Not all transcriptional profiling studies in the horse have been microarray-based. Suppression subtractive hybridization has been used to profile differentially expressed genes in wound repair (Lefebvre-Lavoie et al., 2005) and equine neonatal growth cartilage (Johannessen et al., 2007). Cappelli et al. (2005) used cDNA-amplified fragment length polymorphism techniques to study transcript profiles in different equine tissues. Illumina digital gene expression has been used to profile gene expression of leukocytes from horses with osteochondrosis (Serteyn et al., 2010).

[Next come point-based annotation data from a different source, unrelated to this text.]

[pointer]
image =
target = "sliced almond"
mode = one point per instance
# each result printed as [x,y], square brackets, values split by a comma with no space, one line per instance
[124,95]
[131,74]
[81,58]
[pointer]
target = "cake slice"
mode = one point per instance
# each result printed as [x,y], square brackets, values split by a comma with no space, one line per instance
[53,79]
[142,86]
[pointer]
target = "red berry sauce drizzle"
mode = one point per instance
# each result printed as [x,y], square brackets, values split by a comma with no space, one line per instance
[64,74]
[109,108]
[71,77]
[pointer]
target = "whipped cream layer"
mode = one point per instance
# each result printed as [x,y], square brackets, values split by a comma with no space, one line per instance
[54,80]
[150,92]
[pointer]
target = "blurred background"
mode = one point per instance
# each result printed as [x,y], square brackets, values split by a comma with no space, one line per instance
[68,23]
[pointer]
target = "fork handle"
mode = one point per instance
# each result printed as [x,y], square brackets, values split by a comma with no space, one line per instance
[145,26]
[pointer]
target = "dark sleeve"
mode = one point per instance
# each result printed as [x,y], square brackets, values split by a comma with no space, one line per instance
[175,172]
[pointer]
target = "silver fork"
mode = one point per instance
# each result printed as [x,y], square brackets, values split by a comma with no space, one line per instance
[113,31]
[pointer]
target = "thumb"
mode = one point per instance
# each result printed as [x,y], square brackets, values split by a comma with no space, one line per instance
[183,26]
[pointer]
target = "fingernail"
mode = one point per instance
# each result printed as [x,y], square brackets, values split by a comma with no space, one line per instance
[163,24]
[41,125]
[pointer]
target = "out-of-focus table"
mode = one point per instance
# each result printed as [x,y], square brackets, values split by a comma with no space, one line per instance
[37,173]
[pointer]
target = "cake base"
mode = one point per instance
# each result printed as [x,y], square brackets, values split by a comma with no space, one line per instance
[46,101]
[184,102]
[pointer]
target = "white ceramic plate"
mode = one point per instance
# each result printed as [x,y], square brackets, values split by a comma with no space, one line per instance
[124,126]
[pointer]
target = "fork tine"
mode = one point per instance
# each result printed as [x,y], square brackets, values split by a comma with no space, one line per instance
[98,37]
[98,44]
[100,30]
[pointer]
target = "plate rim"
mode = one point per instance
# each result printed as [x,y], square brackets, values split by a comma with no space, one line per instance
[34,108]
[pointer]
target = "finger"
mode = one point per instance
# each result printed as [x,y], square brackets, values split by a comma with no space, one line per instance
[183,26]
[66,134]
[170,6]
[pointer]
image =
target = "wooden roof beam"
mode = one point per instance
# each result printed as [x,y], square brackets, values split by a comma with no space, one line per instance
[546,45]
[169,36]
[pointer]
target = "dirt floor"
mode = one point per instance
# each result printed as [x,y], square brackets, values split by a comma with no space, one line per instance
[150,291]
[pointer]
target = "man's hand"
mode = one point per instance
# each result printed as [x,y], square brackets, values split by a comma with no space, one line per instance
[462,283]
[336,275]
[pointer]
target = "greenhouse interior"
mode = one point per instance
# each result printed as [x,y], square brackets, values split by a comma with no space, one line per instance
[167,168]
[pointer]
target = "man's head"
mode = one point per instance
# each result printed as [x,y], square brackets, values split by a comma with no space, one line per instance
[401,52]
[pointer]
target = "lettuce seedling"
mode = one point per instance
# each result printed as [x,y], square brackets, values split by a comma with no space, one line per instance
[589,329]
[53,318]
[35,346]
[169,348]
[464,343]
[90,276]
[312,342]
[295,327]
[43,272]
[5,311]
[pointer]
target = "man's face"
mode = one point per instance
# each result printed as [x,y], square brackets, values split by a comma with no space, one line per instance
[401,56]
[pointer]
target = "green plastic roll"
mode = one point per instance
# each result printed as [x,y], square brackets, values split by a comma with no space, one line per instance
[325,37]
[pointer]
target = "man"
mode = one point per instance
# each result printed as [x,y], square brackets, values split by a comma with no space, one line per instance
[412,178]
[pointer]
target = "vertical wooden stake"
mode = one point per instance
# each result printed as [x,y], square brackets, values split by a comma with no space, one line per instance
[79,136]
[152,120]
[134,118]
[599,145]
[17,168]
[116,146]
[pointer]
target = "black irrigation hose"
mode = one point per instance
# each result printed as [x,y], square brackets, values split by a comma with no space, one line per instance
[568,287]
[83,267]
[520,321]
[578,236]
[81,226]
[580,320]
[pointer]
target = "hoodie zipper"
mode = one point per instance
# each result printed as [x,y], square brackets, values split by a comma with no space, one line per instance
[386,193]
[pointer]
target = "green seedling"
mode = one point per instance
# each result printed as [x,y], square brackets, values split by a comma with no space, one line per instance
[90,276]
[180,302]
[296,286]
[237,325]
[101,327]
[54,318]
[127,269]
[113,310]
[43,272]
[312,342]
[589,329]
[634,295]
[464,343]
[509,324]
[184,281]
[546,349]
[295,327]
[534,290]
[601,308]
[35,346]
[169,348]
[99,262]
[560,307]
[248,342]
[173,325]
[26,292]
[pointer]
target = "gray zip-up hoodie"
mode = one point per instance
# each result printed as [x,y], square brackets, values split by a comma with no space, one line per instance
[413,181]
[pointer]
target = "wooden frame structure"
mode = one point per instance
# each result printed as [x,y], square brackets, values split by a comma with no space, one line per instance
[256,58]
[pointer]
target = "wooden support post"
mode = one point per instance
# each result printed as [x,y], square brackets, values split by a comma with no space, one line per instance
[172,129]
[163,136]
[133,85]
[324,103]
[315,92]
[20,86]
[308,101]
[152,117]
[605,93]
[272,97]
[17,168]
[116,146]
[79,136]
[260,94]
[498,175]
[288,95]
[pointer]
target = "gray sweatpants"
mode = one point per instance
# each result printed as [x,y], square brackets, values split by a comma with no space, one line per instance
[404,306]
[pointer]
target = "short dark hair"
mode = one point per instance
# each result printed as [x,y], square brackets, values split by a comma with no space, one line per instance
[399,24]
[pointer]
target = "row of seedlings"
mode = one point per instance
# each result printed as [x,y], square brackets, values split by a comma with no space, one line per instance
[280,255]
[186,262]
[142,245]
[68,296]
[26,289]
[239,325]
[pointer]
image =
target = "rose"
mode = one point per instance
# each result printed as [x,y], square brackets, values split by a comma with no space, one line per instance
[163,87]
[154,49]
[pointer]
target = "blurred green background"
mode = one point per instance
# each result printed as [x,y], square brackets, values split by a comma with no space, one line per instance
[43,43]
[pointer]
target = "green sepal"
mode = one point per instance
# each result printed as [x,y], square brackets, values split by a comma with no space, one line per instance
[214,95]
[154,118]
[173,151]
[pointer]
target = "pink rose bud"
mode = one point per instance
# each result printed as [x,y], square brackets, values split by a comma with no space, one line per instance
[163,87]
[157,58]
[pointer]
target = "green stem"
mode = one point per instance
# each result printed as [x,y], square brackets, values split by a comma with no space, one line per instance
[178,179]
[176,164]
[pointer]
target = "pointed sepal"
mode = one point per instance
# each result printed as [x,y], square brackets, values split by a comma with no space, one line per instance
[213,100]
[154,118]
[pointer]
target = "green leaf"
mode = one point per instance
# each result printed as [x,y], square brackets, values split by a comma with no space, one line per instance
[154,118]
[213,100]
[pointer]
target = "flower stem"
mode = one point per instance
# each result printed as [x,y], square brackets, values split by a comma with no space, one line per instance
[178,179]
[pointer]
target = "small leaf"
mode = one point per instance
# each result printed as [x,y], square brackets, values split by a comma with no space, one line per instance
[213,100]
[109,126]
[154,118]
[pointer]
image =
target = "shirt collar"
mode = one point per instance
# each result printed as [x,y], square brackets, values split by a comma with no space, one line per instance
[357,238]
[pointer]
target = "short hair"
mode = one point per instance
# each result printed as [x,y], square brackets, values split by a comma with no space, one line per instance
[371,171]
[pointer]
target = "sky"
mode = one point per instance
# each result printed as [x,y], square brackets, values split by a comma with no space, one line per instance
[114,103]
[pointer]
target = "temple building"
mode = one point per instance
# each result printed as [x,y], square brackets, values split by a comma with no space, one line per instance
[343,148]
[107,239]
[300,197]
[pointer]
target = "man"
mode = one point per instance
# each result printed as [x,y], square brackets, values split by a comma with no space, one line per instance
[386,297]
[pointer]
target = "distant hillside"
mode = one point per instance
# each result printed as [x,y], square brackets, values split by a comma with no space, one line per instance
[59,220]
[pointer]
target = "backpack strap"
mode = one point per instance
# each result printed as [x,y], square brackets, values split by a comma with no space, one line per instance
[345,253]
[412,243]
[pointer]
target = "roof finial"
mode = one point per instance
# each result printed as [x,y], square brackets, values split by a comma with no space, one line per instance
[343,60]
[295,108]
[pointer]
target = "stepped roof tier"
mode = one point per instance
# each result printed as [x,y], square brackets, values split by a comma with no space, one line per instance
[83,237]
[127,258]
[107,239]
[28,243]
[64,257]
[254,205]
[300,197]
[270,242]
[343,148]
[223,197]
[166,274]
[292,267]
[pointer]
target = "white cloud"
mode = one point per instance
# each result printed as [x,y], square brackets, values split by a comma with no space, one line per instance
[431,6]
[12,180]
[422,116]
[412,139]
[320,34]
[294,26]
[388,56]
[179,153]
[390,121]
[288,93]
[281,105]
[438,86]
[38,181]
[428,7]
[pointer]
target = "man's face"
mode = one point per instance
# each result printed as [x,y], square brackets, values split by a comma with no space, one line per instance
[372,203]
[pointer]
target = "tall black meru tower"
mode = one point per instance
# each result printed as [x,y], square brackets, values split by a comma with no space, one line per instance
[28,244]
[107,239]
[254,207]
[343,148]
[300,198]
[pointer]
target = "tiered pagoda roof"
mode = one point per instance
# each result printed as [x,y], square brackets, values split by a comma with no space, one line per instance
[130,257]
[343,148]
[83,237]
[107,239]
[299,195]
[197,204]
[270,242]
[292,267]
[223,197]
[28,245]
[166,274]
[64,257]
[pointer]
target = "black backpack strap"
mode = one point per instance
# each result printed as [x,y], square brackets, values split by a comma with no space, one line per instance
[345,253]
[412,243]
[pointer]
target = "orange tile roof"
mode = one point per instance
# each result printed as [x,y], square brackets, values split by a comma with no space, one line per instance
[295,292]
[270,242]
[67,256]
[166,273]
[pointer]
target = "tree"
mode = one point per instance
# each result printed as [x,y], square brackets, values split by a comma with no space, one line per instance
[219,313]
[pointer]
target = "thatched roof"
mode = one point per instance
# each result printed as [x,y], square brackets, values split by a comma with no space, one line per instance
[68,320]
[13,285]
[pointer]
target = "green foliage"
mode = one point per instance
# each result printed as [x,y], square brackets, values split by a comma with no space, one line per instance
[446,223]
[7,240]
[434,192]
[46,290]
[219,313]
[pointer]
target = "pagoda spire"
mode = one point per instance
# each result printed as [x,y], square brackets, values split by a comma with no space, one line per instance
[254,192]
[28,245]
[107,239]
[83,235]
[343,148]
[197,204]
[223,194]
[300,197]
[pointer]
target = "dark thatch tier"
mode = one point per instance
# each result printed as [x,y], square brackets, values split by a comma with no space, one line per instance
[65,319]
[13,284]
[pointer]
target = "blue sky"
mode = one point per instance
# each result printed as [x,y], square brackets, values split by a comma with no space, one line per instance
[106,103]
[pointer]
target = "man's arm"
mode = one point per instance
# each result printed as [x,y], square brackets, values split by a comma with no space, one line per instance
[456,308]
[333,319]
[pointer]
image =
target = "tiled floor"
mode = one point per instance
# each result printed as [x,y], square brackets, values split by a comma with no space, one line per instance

Most recently, RNA-sequencing methods have been used to refine equine gene structure models and evaluate expression patterns across eight equine tissue samples (Coleman et al., 2010a; Coleman et al., 2010b, Vanderman et al., 2011). RNA sequencing or transcriptome shotgun sequencing (RNA-seq; Wang et al., 2009b) has been used to investigate the transcriptomes of several species including human, mouse, yeast, and Arabidopsis (Cloonan et al., 2008; Lister et al., 2008; Morin et al., 2008; Mortazavi et al., 2008, Nagalakshmi et al., 2008; Pan et al., 2008; Rosenkranz et al., 2008; Sultan et al., 2008; Wang et al., 2008; Wilhelm et al., 2008). It has been a transformative technology, generating quantitative and qualitative data concurrently on a transcriptome scale (Figure 8.3). A key benefit of RNA-seq is the unprecedented view it provides of alternative transcripts from the same gene, particularly in the ability to map splicing variants (Lindberg & Lundeberg, 2010). An intensive study of splicing patterns demonstrated that more than 90% of multi-exon human genes are subject to alternative splicing and that more than half of all splicing events occur in a tissue-restricted pattern (Wang et al., 2008). Significant efforts have been made to develop methods capable of identifying RNA splicing events. Computational tools now exist that use RNA-seq tags to detect splice junctions, notably MapSplice (Wang et al., 2010b), TopHat (Trapnell et al., 2009), MMES (Wang et al., 2010c), SplitSeek (Ameur et al., 2010), and SpliceMap (Au et al., 2010).